Lors du Forum de vendredi prochain, la direction du FN sera dénoncée pour ce qu’elle est : un ramassis d’admirateurs de Hitler (n’est-ce pas, M. Chatillon ?), de négationnistes (n’est-ce pas, M. Jalkh ?) de détrousseurs de cadavres (Marine Le Pen citant Jaurès que les nationalistes assassinèrent en 14), de rescapés de l’OAS, d’anciens de la Waffen-SS ayant juré fidélité au Fürher, plus, pour la galerie, un clown pervers comme Gilbert Collard et un assortiment de divers misfits.
Ah ! on comprend l’intérêt de cette racaille à ce qu’on ne parle plus, plus jamais de son passé et de ce qu’il laisse présager de son avenir ! Que les médias aient considéré que tout rappel de cette filiation était désormais ringard, c’est leur affaire. Nous, nous disons le contraire : la mémoire, et encore la mémoire. Au fur et à mesure qu’approche le moment fatidique, les masques tombent… »

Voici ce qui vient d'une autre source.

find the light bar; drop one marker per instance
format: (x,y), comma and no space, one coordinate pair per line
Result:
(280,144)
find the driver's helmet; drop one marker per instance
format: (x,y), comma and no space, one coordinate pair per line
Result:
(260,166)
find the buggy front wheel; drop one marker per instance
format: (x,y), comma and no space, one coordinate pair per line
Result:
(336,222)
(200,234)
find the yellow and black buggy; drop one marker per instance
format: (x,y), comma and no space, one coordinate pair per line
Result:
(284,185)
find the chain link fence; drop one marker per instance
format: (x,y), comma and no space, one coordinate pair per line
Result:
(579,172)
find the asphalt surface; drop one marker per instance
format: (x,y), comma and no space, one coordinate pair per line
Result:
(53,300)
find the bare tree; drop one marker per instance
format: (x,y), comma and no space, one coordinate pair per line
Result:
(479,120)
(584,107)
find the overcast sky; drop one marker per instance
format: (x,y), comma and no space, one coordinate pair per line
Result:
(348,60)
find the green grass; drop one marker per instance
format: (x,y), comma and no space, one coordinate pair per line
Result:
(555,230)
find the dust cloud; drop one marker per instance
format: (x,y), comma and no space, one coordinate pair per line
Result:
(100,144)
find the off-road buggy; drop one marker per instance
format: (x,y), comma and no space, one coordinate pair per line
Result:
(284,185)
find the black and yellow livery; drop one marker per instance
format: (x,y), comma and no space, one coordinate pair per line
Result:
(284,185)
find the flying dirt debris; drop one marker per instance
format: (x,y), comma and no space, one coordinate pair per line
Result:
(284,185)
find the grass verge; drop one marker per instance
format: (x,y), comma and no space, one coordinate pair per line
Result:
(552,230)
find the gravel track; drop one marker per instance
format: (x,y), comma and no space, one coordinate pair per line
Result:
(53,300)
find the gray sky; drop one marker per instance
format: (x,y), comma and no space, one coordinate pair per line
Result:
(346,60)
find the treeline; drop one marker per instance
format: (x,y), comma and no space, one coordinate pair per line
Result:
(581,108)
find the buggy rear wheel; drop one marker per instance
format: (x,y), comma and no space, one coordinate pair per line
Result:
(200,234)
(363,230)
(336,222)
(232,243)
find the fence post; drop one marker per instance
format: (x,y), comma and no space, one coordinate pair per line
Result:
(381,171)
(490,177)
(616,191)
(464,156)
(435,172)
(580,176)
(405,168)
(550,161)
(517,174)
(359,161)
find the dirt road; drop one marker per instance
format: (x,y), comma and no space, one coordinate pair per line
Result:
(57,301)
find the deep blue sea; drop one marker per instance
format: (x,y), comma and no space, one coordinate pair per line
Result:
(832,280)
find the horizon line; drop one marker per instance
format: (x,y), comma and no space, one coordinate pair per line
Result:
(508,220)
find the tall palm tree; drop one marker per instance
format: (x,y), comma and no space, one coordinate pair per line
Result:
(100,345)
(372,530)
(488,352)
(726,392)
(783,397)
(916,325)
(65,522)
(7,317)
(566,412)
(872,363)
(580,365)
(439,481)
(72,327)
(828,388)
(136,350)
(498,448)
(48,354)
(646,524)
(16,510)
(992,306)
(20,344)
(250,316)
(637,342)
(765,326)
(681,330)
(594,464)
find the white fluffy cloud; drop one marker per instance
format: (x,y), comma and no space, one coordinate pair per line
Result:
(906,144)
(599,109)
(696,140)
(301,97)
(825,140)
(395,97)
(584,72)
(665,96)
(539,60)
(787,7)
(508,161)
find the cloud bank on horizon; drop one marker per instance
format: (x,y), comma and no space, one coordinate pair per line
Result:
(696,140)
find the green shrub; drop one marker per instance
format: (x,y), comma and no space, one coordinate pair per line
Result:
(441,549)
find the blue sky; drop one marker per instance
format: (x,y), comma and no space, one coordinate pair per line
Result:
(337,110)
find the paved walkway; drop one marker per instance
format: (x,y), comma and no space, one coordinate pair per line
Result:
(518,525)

La Compagnie Pandora a fêté récemment ses quarante ans. En quarante ans nous avons vécu bien ses événements passionnants, politiques, esthétiques, révolutionnant les mœurs, les visions du monde, les arts, le théâtre, le cinéma, la culture. Nous avons toujours désiré créer, d’abord dans le théâtre, des événements visant à offrir à nos contemporains, Français ou étrangers, une vision du monde inspirée du combat pour les Lumières, pour le œuvres, quelles qu’elles soient, terribles ou drôles, tragiques ou comiques, qui élèvent  acteurs et spectateurs,  et suscitent en eux l’admiration, le plaisir et la joie, la curiosité, la pensée… La beauté. La curiosité, et, par-dessus tout, la liberté.

Mai nous n’avons jamais vu sans horreur, parfois avec crainte, mais le plus souvent avec le désir de lutter contre, les mouvements, les partis, les manœuvres, les desseins, les entreprises  visant à instituer, directement ou indirectement, en France, la haine, le racisme, l’antisémitisme, la xénophobie, l’homophobie, l’obscurantisme, le fanatisme et tout le cortège de sottises, de bassesses et d’abjections que le FN, ses acolytes et ses partisans tenteraient d’introduire ou d’imposer dans notre pays, comme leurs sinistres alliés le font ici ou là dans le monde. Nous ne doutons pas un seul instant de ce que leur arrivée au pouvoir provoquerait de catastrophe dans l’économie, notamment pour les artistes, accompagnée de mesures réactionnaires, de censures et d’interdictions, de la paresse dans la pensée, de mépris systématique…

C’est pourquoi dimanche, nous commencerons par nous débarrasser de Marine Le Pen, et continuerons à lutter contre son parti , ses partisans, ses idées, et contre tous ceux qui, de façon déclarée ou secrètement, s’en inspirent. Ce malheur ne doit pas arriver à la France, celle que nous aimons.